Exploring a cube of Landsat 8 data

Here we will show examples of the type of things we can do with Landsat 8 data stored in a cube for better organisation and easyness of access.

The data was downloaded from EarthExplorer and comprises the scene with Product ID LC08_L1TP_204033_20210525_20210529_02_T1.

The cube was made with this instructions (but they would only work if you had the scene files in your computer).

path = C:/v/LC08_L1TP_204033_20210525_20210529_02_T1/LC08_L1TP_204033_20210525_20210529_02_T1_B;

cube = cutcube(bands=[2,3,4,5,6,7,10], template=path, region=(485490,531060,4283280,4330290), save="LC08_L1TP_20210525_02_cube.tiff")

This creates a 3D GeoTIFF file with the companion MTL file saved in it as Metadata. We can see the band info by running the reportbands function. That information is quite handy because we can, for example, just refer to the red band and it will figure out which layer of the cube contains the Red band.

using RemoteS, GMT
reportbands("c:/v/LC08_L1TP_20210525_02_cube.tiff")
7-element Vector{String}:
 "Band 2 - Blue [0.45-0.51]"
 "Band 3 - Green [0.53-0.59]"
 "Band 4 - Red [0.64-0.67]"
 "Band 5 - NIR [0.85-0.88]"
 "Band 6 - SWIR 1 [1.57-1.65]"
 "Band 7 - SWIR 2 [2.11-2.29]"
 "Band 10 - Thermal IR 1 [10.6-11.19]"

So to start our exploration the best is to generate a true color image. The truecolor function knows how to do that automatically including the histogram contrast stretch.

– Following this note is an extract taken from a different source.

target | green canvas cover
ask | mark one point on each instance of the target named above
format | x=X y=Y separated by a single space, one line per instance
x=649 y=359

Irgb = truecolor("c:/v/LC08_L1TP_20210525_02_cube.tiff");
imshow(Irgb)

And we can compute the brightness temperature in Celsius at the Top of Atmosphere (TOA) from Band 10.

T = dn2temperature("c:/v/LC08_L1TP_20210525_02_cube.tiff", band=10);
imshow(T, dpi=150, colorbar=true)

Or the Radiance TOA for the Blue band.

Btoa = dn2radiance("c:/v/LC08_L1TP_20210525_02_cube.tiff", bandname="blue");
imshow(Btoa, dpi=150, color=:gray)

Hmmm, very dark. Let's look at its histogram.

histogram(Btoa, auto=true,  show=true)

Yes, the data is very concentraded in the low numbers. We will need to apply a contrast stretch. To do that operation we will use the rescale function with the $stretch=true$ option that uses the limits displayed in the histogram figure above ans stretches the inner interval into [0 255] (by effect of the $type=UInt8$ option).

Btoa_img = rescale(Btoa, stretch=true, type=UInt8);
imshow(Btoa_img)

Now we are going to do the same for all Red, Green and Blue bands and compose the in a truecolor image. Repeating, we are going to compute the radiance at the top of atmosphere, retain only the data inside the parts of the histogram where it is more concentrated and create a true color image. To compute the radiance TOA we can do it all at once with the dn2radiance applied to the cube and, like before, create the RGB image with truecolor

cube_toa_rad = dn2radiance("c:/v/LC08_L1TP_20210525_02_cube.tiff");
Irgb_toa = truecolor(cube_toa_rad);
imshow(Irgb_toa)

Hm, yes, very nice but it looks very much like the one obtained directly with the digital numbers. Indeed, it does but let us zoom in.

grdimage(Irgb, region=(502380,514200,4311630,4321420), figsize=8, frame=:bare)
grdimage!(Irgb_toa, figsize=8, projection=:linear, xshift=8, frame=:bare, show=true)

We can now clearly see that the image on the right, the one made the radiance TOA, has an higher contrast than the one made with data without any corrections.